Intuitively a GCNConv could be build with the following code (pseudo):

function  pre_processing(g)  
  A_hat = adj_Matrix(g) + I # I is an identity matrix, for node self-connect 
  d = degree_Matrix(g)
  d_hat = 1 ./ sqrt.(d)
  return d_hat * A_hat * d_hat
end

struct GCNConv
  w
  A
end

# constructor  
function GCNconv(g,in, out)   
  A =  pre_processing(g) 
  w = randn(out,in)
  GCNconv(w, A)
end 

#  layer calculation 
function (l::GCNconv)(x)  
    sigma(l.A * l.w * x)
end 

then we can define and apply a GCN layer as follow:

#give a graph g, and a  node feature array X
l = GCNconv(g, in, out )
l(x)  # one layer GCN.
l(l(x)) # two layer GCN.

The above is my very personal understanding. Maybe it's some preconceived notion, I find the GraphNeuralNetworks' GCNConv design is a bit difficult to follow:

  1. In the GraphNeuralNetworks GCNConv layer,it seems there are no pre-processing step for something like $\hat{D}^{-\frac{1}{2}} \hat{A} \hat{D}^{-\frac{1}{2}}$ , so it seems each time we call a GCNConv layer, it will do these repeat caculate steps, but during the model training, hundreds of thousands of runs is need, so will this slow down the speed?
  2. another question is that GCNConv do a repeat x = x .* c'(in line 102 and 110 ) , so it seems it performs $x \hat{D}^{-\frac{1}{2}} \hat{D}^{-\frac{1}{2}}$ instead of $\hat{D}^{-\frac{1}{2}} \hat{A} \hat{D}^{-\frac{1}{2}}$. it is hard to follow the idea here, any tips or suggestion here? https://github.com/CarloLucibello/GraphNeuralNetworks.jl/blob/afd80e8024abb270db79cd8592376ba60bc63f60/src/layers/conv.jl#L100-L110

Any advice would be appreciated and thank you for your patience.

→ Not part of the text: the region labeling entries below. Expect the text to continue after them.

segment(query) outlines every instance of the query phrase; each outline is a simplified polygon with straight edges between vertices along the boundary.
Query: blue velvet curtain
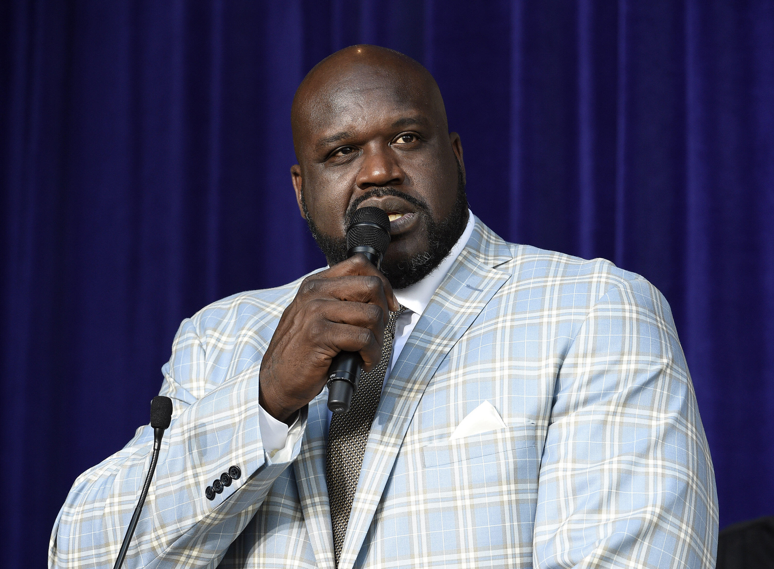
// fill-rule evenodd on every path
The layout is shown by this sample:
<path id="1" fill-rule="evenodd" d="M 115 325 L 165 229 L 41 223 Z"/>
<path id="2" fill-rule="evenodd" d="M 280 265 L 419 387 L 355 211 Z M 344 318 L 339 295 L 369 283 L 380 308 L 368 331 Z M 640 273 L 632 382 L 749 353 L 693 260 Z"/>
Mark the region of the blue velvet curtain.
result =
<path id="1" fill-rule="evenodd" d="M 436 77 L 501 236 L 664 293 L 721 526 L 774 514 L 774 2 L 6 0 L 5 567 L 147 422 L 183 318 L 323 262 L 290 101 L 356 43 Z"/>

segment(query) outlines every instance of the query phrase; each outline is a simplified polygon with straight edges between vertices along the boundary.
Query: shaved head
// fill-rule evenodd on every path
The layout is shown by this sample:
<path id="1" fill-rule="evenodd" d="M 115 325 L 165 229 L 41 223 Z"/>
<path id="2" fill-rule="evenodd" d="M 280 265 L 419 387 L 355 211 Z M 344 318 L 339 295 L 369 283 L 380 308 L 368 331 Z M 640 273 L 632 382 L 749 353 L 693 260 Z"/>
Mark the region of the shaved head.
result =
<path id="1" fill-rule="evenodd" d="M 296 90 L 290 122 L 296 158 L 300 160 L 298 141 L 303 128 L 324 126 L 325 117 L 346 113 L 357 104 L 358 95 L 367 97 L 380 89 L 392 90 L 399 103 L 424 99 L 437 128 L 449 131 L 438 84 L 423 66 L 386 47 L 351 46 L 314 66 Z M 348 91 L 352 97 L 341 97 Z"/>
<path id="2" fill-rule="evenodd" d="M 337 51 L 301 82 L 291 125 L 299 208 L 331 266 L 346 258 L 348 220 L 365 206 L 390 216 L 382 270 L 394 288 L 449 254 L 467 220 L 462 145 L 422 65 L 375 46 Z"/>

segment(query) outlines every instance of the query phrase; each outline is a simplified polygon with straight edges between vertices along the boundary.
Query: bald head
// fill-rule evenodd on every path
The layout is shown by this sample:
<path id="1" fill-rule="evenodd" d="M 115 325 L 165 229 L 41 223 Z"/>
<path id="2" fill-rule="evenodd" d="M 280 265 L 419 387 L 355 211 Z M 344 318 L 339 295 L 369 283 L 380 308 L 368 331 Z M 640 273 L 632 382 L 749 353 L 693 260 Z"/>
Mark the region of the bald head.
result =
<path id="1" fill-rule="evenodd" d="M 436 128 L 448 132 L 440 90 L 419 62 L 385 47 L 351 46 L 314 66 L 296 90 L 290 121 L 299 160 L 300 143 L 309 130 L 324 128 L 330 118 L 361 106 L 376 91 L 397 104 L 419 104 Z"/>
<path id="2" fill-rule="evenodd" d="M 462 145 L 427 70 L 383 47 L 353 46 L 309 72 L 291 116 L 296 199 L 333 266 L 358 208 L 390 217 L 382 264 L 392 286 L 420 280 L 464 229 Z"/>

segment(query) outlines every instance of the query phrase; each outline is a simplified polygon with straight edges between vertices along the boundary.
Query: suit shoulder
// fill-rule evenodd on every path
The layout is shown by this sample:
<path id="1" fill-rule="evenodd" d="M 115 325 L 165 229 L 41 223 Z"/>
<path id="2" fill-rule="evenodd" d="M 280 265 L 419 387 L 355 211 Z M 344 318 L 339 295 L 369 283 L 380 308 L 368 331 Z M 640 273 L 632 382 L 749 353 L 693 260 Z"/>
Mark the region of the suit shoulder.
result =
<path id="1" fill-rule="evenodd" d="M 512 258 L 498 266 L 512 273 L 522 285 L 571 287 L 592 292 L 594 302 L 615 290 L 628 291 L 639 298 L 663 301 L 661 293 L 640 274 L 616 267 L 607 259 L 583 259 L 531 245 L 508 243 Z"/>
<path id="2" fill-rule="evenodd" d="M 314 272 L 317 271 L 312 271 Z M 278 319 L 307 276 L 273 288 L 245 291 L 227 296 L 201 308 L 190 320 L 200 336 L 204 336 L 216 331 L 254 327 Z"/>

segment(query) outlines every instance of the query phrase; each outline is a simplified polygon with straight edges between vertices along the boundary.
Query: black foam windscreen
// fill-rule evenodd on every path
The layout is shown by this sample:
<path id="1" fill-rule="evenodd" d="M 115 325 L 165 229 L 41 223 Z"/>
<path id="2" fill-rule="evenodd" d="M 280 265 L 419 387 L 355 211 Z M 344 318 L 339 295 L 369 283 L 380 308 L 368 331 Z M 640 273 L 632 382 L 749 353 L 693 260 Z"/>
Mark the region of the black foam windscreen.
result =
<path id="1" fill-rule="evenodd" d="M 356 210 L 347 228 L 347 247 L 367 245 L 382 254 L 389 245 L 389 216 L 378 207 Z"/>
<path id="2" fill-rule="evenodd" d="M 168 428 L 172 422 L 172 400 L 163 395 L 156 395 L 150 402 L 150 426 L 153 428 Z"/>

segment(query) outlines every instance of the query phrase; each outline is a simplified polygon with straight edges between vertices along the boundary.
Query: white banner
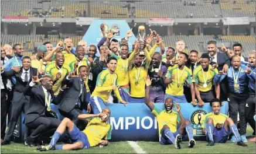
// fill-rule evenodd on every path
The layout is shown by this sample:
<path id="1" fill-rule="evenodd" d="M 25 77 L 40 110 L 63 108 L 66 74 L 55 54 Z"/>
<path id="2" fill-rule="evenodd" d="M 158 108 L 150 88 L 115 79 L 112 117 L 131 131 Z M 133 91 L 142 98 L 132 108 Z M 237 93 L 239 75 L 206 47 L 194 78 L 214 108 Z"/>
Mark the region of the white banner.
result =
<path id="1" fill-rule="evenodd" d="M 173 18 L 149 18 L 148 24 L 151 25 L 173 25 Z"/>
<path id="2" fill-rule="evenodd" d="M 90 25 L 94 19 L 100 19 L 100 18 L 85 18 L 77 17 L 76 20 L 76 24 Z"/>
<path id="3" fill-rule="evenodd" d="M 225 17 L 223 18 L 223 24 L 224 25 L 239 25 L 249 24 L 249 18 L 248 17 Z"/>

CarloLucibello commented 1 year ago

Hi @5tinzi, your implementation is actually correct and functionally equivalent to the one in this repo. The one in this repo is complicated by the fact that you don't want to materialize large dense matrices but do gather/scatter operations or sparse matrix multiplications and you want to support edge weights if present.